Native Hawaiian Singer/Ukulele Player
Woman holding a ukelele.

Photo by Tom Pich

Bio

The human voice has always been at the center of Native Hawaiian music, from the ancient mele chant to the lively social music known by the pidgin term chalangalang. With the rise of radio and the recording industry in the first half of the 20th century came the opportunity for chalangalang musicians to be recorded and heard more widely. Some of the most successful recording artists became the models for the tradition in the second half of the century. "Auntie Genoa" Keawe was among the most celebrated and influential of these models.

Born in 1918 in the area of Oahu known as Kaka'ako, she began her music training at age 10 when she began singing in the choir of the Mormon Church. She left school after the eighth grade, married her husband Edward when she was 16 and began her family of 12 children. She learned the Hawaiian language from her mother-in-law and began singing Hawaiian music in both Hawaiian and English for military clubs prior to World War II. She also appeared on the radio with John Kamealoha Almeida and with the Honolulu Rapid Transit musicians. Alice Namakelua particularly helped her with her Hawaiian language phrasing and vocal style. In 1946, she recorded the first of over 140 singles on the 49th State record label, and her group, known as Genoa Keawe and Her Hula Maids and Genoa Keawe and Her Polynesians, backed up other singers on many other recordings. Many of her songs, recorded from the late 1940s to the early 1960s, became mainstays of the Hawaiian music repertoire and have been reissued on more recent recording anthologies. In 1966, she started her own record company, Genoa Keawe Records. Hawaiian ethnomusicologist Amy K. Stillman describes Keawe's importance to Hawaiian music: "In addition to her unrivalled falsetto technique, bell-like yodeling, and her trademark ability to hold high notes for over two minutes, Genoa Keawe is particularly significant for her focus on presenting repertoire for modern hula, i.e., hula performed to westernized melodies and the accompaniment of western instruments such as guitar and ukulele. She operated a hula studio in Pauoa for many years, and has served as a resource for scores of Hawaiian musicians throughout a career that has spanned over 50 years." Her warm, caring personality earned her the nickname "Auntie Genoa" -- accepted and used by all her admirers to this day -- early in her career.

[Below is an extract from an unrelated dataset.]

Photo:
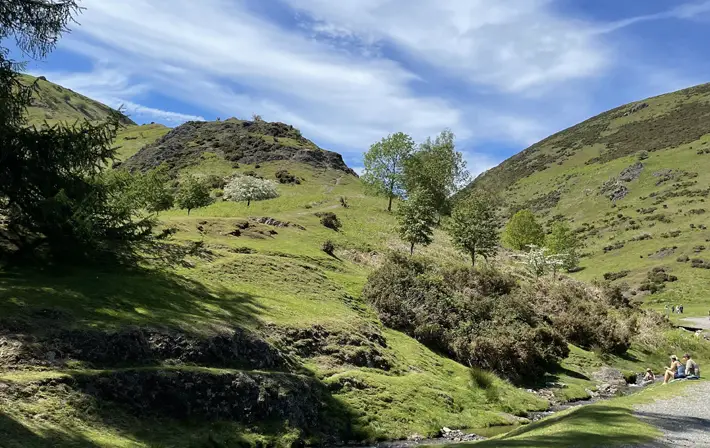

Over her long career she has earned numerous accolades, including multiple Na Hoku Hanohano awards, the Hawaiian music industry's equivalent of the Grammy awards. In 1987, the King Kamehameha Hula Competition was dedicated to her, as was the 1998 Prince Lot Hula Festival. Perhaps her greatest award, though, is her continued ability to sing, her "gift from God," as she puts it. "It's a gift I asked for. . . . I wanted to be a singer, so I prayed every night, and thank God I still have it." At the age of 81, she continues to perform weekly at the Hawaiian Regent Hotel, sharing her gift with others. "Hawaiian music must go on," she says. "As long as Genoa Keawe is alive, it will still live."